Transcript from video:

I recently discovered an important feature in Cloud Code. That is IDE integration with Cloud Code. It makes it a lot easier to see changes that Cloud is proposing in the IDE, like Visual Studio Code, than it does in the command line. So we're going to put together a real quick sample. Now, this is just using a sample readme from a new app I've developed called stacko.com. So let's Let's take a look at that right now. I'm going to run a command, and it's going to say, in my agreed-me demo file, I would like all instances of Cloudflare to be all lowercase.

All right, so I'm going to press the Enter here. Okay, so you can see here that it's suggesting that it's going to remove the line that says Cloudflare with a capital C and add it with a capital or lowercase C. Well, I'm sure that in that file, that's not the only instance of Cloudflare that I have in there. And this is a contrived example. In a real-world example, you might see more of the diff that would occur. But it's still not particularly easy to use. If you've got a very complex code file and you're adding functions or changing variable names or something, this little bit of a diff is kind of useless. So let's see the alternative. First, I'm going to tell it not to make these changes. And now I'm going to enable IDE integration. So I do a slash command IDE and press enter.

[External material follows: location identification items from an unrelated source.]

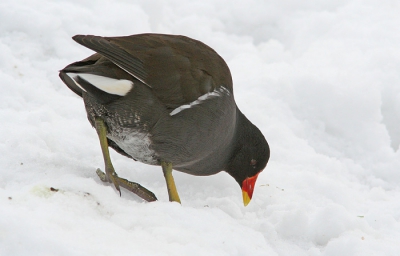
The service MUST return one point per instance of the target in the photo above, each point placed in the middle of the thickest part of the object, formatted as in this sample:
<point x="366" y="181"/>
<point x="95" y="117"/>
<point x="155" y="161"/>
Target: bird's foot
<point x="134" y="187"/>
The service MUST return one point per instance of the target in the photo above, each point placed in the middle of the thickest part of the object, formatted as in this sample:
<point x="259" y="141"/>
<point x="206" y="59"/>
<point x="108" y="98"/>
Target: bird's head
<point x="248" y="161"/>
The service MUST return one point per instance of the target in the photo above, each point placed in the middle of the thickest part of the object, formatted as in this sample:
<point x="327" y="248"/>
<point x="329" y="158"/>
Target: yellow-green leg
<point x="172" y="192"/>
<point x="110" y="175"/>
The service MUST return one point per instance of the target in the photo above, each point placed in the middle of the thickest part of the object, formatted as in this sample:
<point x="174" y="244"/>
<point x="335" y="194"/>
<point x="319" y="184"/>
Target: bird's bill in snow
<point x="248" y="188"/>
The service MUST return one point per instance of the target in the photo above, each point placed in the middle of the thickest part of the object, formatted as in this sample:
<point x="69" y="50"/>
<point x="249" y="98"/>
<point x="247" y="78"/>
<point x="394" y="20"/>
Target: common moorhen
<point x="166" y="100"/>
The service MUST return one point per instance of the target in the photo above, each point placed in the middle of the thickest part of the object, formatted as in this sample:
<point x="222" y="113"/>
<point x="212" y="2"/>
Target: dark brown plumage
<point x="179" y="107"/>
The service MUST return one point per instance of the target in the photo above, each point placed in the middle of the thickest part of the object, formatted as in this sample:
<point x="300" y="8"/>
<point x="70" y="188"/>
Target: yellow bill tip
<point x="246" y="198"/>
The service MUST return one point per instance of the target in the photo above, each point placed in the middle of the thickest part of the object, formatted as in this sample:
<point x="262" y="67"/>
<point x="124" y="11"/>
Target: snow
<point x="319" y="78"/>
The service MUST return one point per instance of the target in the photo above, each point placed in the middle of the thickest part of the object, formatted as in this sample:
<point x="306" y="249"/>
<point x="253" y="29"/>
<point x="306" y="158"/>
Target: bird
<point x="166" y="100"/>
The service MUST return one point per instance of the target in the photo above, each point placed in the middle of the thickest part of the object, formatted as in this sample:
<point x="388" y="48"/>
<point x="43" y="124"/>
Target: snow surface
<point x="319" y="78"/>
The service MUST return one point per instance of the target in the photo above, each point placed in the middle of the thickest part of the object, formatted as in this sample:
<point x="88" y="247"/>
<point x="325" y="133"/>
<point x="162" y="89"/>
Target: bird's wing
<point x="178" y="69"/>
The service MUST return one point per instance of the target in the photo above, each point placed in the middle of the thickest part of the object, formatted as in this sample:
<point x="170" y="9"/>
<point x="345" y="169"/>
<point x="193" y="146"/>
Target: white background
<point x="319" y="78"/>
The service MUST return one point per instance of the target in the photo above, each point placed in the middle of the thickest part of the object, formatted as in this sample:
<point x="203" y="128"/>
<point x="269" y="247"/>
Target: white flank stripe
<point x="216" y="93"/>
<point x="109" y="85"/>
<point x="72" y="76"/>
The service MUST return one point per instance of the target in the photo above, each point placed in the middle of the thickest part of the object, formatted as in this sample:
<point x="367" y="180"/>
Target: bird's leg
<point x="172" y="192"/>
<point x="110" y="175"/>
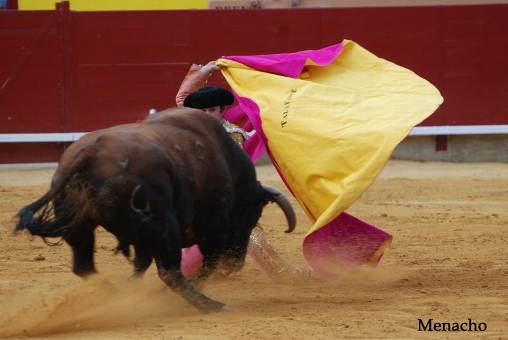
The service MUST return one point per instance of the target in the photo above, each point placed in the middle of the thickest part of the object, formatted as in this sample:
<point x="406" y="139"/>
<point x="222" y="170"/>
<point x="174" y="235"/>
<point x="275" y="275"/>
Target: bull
<point x="174" y="180"/>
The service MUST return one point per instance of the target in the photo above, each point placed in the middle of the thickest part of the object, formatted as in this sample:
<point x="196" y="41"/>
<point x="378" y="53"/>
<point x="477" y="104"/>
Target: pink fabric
<point x="344" y="243"/>
<point x="289" y="64"/>
<point x="246" y="113"/>
<point x="192" y="260"/>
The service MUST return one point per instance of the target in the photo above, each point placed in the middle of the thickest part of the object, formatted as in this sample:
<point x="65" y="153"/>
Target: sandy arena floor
<point x="449" y="262"/>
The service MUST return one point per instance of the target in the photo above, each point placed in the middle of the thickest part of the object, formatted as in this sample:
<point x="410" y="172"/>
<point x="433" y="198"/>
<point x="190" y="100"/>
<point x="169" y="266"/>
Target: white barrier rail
<point x="417" y="131"/>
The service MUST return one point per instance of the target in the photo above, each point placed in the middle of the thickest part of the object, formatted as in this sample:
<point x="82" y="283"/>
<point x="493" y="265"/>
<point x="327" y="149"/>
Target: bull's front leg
<point x="82" y="242"/>
<point x="167" y="259"/>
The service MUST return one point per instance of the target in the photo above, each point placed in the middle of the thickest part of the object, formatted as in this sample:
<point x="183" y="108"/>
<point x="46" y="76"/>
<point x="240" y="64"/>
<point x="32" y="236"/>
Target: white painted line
<point x="459" y="130"/>
<point x="417" y="131"/>
<point x="40" y="137"/>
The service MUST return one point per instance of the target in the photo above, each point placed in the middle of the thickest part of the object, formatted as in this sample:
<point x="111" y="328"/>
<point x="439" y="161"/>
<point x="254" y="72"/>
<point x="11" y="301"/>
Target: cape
<point x="329" y="120"/>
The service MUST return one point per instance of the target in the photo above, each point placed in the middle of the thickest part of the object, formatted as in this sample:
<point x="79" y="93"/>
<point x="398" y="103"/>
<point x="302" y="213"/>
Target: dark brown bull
<point x="175" y="180"/>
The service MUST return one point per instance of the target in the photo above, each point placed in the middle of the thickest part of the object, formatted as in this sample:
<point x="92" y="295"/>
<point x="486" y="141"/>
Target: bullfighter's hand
<point x="210" y="67"/>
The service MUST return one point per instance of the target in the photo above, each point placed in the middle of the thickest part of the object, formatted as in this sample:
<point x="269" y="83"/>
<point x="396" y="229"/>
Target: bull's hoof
<point x="214" y="307"/>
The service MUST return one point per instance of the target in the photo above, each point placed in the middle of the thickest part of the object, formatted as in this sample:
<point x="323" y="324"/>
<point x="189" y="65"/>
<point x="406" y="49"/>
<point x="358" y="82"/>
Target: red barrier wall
<point x="79" y="71"/>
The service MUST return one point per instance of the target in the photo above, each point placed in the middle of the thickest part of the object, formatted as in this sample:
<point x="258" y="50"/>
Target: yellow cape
<point x="331" y="131"/>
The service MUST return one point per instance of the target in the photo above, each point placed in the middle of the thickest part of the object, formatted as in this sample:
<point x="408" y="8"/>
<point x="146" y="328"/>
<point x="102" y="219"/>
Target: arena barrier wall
<point x="65" y="71"/>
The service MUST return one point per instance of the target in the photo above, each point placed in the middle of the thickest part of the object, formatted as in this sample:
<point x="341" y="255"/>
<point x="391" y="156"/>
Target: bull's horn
<point x="284" y="204"/>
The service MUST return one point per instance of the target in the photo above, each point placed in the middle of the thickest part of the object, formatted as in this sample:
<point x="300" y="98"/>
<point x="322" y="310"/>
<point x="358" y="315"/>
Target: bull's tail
<point x="41" y="218"/>
<point x="276" y="196"/>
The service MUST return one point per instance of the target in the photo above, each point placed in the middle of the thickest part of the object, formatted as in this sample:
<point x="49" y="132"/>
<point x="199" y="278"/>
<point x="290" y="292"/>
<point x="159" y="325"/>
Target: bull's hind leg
<point x="168" y="257"/>
<point x="142" y="260"/>
<point x="82" y="242"/>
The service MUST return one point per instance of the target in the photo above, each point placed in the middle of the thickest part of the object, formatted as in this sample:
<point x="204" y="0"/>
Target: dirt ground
<point x="448" y="262"/>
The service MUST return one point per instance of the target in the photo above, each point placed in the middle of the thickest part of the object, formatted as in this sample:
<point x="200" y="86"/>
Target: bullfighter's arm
<point x="196" y="77"/>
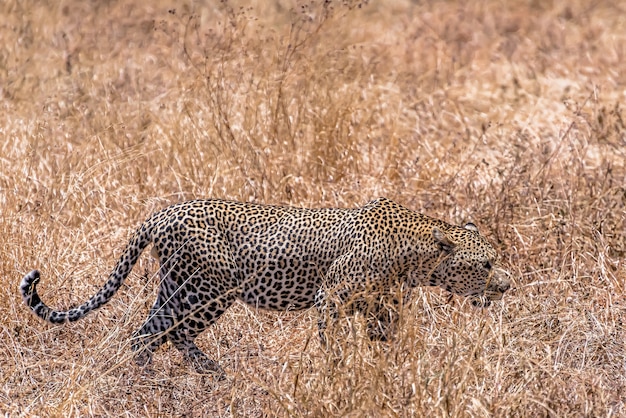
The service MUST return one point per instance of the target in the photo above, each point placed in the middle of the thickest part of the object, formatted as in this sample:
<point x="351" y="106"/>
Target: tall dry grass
<point x="509" y="115"/>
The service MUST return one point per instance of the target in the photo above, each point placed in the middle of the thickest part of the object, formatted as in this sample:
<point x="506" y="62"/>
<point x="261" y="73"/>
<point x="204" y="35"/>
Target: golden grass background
<point x="506" y="114"/>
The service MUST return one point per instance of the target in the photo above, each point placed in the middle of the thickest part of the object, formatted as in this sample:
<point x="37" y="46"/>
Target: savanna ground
<point x="506" y="114"/>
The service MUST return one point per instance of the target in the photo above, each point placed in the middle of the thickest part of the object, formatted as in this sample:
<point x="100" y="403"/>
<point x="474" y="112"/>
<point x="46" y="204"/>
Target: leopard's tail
<point x="28" y="286"/>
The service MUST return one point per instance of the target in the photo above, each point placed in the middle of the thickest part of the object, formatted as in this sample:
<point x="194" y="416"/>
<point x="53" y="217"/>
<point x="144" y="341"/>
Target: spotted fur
<point x="212" y="252"/>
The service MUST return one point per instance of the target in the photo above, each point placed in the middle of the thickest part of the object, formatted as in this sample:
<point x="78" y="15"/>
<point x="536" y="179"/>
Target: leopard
<point x="213" y="252"/>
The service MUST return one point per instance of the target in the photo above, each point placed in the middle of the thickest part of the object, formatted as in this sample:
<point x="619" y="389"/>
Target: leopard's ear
<point x="471" y="227"/>
<point x="444" y="242"/>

So it's offering to let me connect to an IDE, and I'm going to choose Visual Studio Code. And now I'm going to just clear things here so we can get a picture of what's going on. So now I'm going to run that same command. I'm going to tell it in the demo file to replace all those instances, and I'm going to press enter. I'm just going to think for a little bit. Okay, so notice here it says, open the changes in Visual Studio Code. So let's go look at Visual Studio Code. You can see now that we have a real, easily viewable diff. You see every instance of it. I can scroll through all the changes. And again, this is just a contrived example. So you're not going to see anything really relevant here but you can tell that this is much easier to consume and make sure that the AI is not doing something that it shouldn't be doing or didn't change something in a way that you're not comfortable with doing it in your IDE than it is within the CLI. So again, make sure that you undo that change But again, you enable this by using the IDE function and choosing whatever IDE you want.